Perjanjian internasional adalah kesepakatan antara dua atau lebih subyek hukum internasional (misalnya negara, lembaga internasional)  yang menurut hukum internasional menimbulkan hak dan kewajiban bagi para pihak yang membuat kesepakatan.
1.2.2.     Macam-Macam Perjanjian Internasional (PI)Ada beberapa kriteria untuk mengelompokkan perjanjian internasional, antara lain berdasarkan: (i) jumlah pesertanya, (ii) strukturnya, (iii) obyeknya, (iv) cara berlakunya, (v) instrumen pembentuk perjanjiannya.
(i). Menurut jumlah pesertanya, perjanjian internasional dapat berupa perjanjian bilateral (bila melibatkan dua negara saja) misalnya perjanjian RI dengan RRC mengenai Dwikenegaraan pada tahun 1954; atau multilateral (bila melibatkan lebih dari dua negara) misalnya Konvensi Jenewa 1949 tentang Perlindungan Korban Perang.
(ii). Menurut strukturnya, perjanjian internasional ada yang bersifat law making artinya mengandung kaidah hukum yang dapat berlaku bagi semua negara di dunia, misalnya Konvensi Hukum Laut tahun 1958, Konvensi Wina tahun 1961 mengenai Hubungan Diplomatik, ada pula yang bersifat contract, yaitu hanya menimbulkan hak dan kewajiban bagi para pihak yang membuat perjanjian saja. Misalnya: Perjanjian Ekstradisi 1974 antara Indonesia dan Malaysia.
(iii). Dari segi obyeknya, perjanjian internasional dapat dibagi menjadi perjanjian yang berisi soal-soal politik dan perjanjian yang berisi masalah-masalah ekonomi, budaya, dan lain-lain.
(iv). Dari segi cara berlakunya, ada yang bersifat self executing (berlaku dengan sendirinya), ada pula yang bersifat non self-executing. Disebut self executing, bila sebuah perjanjian internasional langsung berlaku setelah diratifikasi oleh negara tertentu. Bila harus dilakukan perubahan UU terlebih dahulu sebelum berlaku, maka perjanjian internasional itu disebut non self-executing.

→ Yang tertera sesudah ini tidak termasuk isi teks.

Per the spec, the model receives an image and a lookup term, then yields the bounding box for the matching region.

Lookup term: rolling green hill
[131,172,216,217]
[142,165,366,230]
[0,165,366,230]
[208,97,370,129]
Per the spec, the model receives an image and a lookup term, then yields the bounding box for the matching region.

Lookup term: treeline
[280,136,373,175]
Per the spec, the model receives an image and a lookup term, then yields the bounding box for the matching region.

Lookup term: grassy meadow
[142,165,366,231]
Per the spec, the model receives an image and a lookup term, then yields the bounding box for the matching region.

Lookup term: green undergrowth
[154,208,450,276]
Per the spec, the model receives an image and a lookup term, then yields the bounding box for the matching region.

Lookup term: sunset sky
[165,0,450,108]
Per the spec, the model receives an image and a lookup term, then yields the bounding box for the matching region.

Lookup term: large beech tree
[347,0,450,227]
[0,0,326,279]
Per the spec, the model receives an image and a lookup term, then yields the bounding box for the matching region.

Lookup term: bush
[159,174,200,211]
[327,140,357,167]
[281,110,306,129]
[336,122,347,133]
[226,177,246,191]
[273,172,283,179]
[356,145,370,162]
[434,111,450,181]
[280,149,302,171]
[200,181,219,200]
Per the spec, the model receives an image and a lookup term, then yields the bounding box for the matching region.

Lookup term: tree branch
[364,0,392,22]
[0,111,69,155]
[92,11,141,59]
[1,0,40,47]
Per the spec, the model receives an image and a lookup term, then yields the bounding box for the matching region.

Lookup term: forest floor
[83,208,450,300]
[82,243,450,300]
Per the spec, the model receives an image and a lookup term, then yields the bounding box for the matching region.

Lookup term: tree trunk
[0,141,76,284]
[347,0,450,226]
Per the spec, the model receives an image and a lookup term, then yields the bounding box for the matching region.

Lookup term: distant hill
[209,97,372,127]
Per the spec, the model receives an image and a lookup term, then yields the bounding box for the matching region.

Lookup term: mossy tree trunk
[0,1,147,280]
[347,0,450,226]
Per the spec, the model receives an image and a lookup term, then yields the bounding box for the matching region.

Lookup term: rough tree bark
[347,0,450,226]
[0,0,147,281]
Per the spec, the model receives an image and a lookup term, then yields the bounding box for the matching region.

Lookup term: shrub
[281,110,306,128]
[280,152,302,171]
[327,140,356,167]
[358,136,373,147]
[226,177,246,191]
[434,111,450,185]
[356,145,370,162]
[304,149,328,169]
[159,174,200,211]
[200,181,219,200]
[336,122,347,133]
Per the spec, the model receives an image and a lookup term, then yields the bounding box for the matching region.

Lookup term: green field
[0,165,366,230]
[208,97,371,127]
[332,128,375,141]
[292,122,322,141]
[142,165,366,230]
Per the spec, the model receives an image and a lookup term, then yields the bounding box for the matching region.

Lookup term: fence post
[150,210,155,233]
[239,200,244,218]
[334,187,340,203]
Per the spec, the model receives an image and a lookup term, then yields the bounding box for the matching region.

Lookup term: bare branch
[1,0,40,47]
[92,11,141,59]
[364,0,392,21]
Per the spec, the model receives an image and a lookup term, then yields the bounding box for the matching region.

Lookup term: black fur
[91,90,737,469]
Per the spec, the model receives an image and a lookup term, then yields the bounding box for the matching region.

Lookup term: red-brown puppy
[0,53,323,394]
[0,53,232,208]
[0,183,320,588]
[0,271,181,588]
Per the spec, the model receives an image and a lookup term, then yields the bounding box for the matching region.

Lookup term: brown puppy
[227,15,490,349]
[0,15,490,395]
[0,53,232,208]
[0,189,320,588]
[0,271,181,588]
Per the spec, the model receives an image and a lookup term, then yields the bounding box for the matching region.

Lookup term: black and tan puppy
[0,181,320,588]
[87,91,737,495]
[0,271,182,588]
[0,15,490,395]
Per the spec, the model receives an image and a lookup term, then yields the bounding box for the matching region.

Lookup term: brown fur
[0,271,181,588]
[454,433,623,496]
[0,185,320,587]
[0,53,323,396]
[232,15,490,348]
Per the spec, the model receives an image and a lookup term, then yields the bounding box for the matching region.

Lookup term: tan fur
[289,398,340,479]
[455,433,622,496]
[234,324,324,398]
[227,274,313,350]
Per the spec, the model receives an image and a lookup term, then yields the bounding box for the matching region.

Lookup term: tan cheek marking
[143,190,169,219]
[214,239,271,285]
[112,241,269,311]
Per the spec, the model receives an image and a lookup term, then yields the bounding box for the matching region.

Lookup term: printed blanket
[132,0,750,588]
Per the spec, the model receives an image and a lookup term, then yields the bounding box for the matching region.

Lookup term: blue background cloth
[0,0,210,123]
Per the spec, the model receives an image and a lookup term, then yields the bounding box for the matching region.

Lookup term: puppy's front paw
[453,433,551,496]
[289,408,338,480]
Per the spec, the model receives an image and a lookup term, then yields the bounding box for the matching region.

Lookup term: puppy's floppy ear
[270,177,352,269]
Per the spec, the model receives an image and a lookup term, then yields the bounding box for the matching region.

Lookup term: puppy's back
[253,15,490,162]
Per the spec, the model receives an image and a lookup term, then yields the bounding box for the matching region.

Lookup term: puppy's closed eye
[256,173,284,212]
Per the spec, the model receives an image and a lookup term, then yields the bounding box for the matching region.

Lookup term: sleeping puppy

(v). Berdasarkan instrumennya, maka perjanjian internasional (PI) ada yang berbentuk tertulis, ada pula yang lisan. PI tertulis dituangkan dalam bentuk formal secara tertulis, antara lain berupa treaty, convention, agreement, arrangement, charter, covenant, statute, constitution, protocol, declaration, dan lain-lain. Sedangkan PI lisan diekspresikan melalui instrumen-instrumen tidak tertulis. Ada berbagai macam PI tidak tertulis, misalnya:
  1. Perjanjian Internasional Lisan (international oral agreement)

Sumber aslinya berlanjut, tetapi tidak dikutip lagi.